In my testing, I found another "flaw" with the approach I'm pursuing with your advice Peter (and again, thank you!). Here's the scenario.
I have a worksheet that functions as a dynamic form for users to view and manipulate only certain portions of the worksheet. It extracts data from other worksheets and presents it to the user. But within this data, only certain portions are accessible to the user to actually edit. For these reasons, it's nice to have the ability to disable a user from being able to select a cell. Certianly with a protected sheet and locked cells, the most that will happen is an interrupting message, but for the ease of navigation and not implying to the user that a cell is editable, disabling the click on locked cells is preferred.

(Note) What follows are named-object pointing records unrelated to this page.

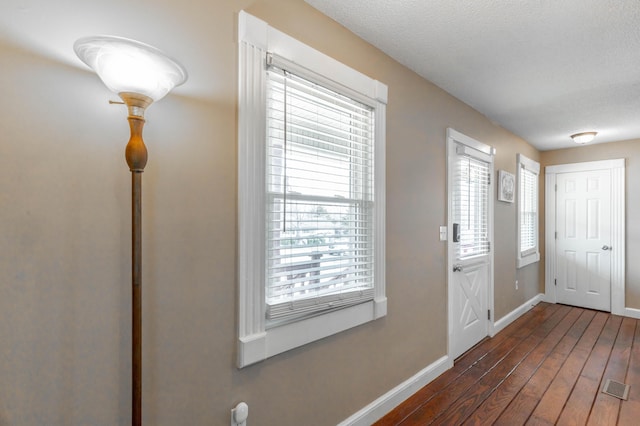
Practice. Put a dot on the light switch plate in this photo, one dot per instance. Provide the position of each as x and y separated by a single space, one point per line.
443 233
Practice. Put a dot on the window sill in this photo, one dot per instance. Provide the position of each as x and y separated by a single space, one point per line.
260 346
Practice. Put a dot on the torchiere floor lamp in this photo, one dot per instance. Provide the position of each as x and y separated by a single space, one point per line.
140 74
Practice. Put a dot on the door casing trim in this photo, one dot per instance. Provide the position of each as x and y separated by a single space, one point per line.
455 136
618 235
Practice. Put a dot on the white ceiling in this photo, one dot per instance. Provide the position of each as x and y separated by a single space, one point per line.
543 69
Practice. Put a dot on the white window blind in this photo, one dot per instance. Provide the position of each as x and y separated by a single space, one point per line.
319 204
528 211
470 206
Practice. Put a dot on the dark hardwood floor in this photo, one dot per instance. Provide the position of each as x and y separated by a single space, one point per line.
548 367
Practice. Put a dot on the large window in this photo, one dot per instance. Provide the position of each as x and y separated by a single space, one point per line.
311 194
528 247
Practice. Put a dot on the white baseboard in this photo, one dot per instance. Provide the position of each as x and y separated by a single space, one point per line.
632 313
390 400
516 313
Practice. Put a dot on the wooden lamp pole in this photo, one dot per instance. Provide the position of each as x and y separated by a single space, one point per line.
136 155
140 74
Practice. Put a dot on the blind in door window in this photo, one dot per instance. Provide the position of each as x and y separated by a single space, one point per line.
528 211
470 206
320 225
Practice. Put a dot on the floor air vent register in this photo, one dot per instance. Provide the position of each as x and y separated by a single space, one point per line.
617 389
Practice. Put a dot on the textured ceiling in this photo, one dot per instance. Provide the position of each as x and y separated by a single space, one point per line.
543 69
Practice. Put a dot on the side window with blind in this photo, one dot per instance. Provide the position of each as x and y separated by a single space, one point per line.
470 208
527 233
311 194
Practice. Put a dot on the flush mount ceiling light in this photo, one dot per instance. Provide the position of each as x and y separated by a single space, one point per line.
584 137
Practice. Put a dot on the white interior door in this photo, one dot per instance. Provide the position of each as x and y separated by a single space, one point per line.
470 229
583 243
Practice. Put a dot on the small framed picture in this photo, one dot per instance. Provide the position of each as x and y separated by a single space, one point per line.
506 186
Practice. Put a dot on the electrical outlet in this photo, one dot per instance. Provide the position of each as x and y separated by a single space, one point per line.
239 414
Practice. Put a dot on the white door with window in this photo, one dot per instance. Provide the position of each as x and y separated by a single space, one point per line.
470 167
583 244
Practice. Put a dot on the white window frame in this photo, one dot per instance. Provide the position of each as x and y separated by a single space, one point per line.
531 256
256 342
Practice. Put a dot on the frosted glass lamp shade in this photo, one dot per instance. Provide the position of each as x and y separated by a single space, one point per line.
584 137
129 66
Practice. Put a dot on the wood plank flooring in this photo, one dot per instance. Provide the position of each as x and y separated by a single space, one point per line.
547 367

However, there are ranges of this populated data that although can't be edited (changed or manipulated), the ability to double click of a cell (in essence selecting that value) will call up a routine which will provide additional information for the user. For simplicity, lets just say double clicking a cell A14 will display a simple message ("Aha you want more information on this cell's value"). We don't want the user to be able to edit the value in A14, but we want an event that will pull up additional code for that value.
Here is my code thus far ...
Code:
Private Sub Worksheet_BeforeDoubleClick(ByVal Target As Range, Cancel As Boolean)
Cancel = True
If Not Intersect(Target, ws_master.Columns(1)) Is Nothing Then
MsgBox "RID number change - delete?"
End If
End Sub
So, on my protected sheet, with users able to select locked and unlocked cells, the cells in column A are coded to be locked. When the user double clicks on a cell in column A, they get the message (+1). They are unable to edit the values in the cell though (+1).
However, these are the unfavourable consequences to this method:
1) the user can click all over the place now, in areas where they shouldn't try to edit. The result is Excel's default message. An annoyance, and a loss of a fraction of time. Optimally to be able to prevent the user clicking would be best, but would settle with no message, or a custom message instead of the generic one.
2) the user can click on any cell in column A, whether it has a value or not. The user should be restricted to being able to only select on populated cells in that column. Running code that is expecting a value on an action to a cell that doesn't, will create errors. I suppose I could build into the doubleclick event code to end the routine if the value of Ax is null.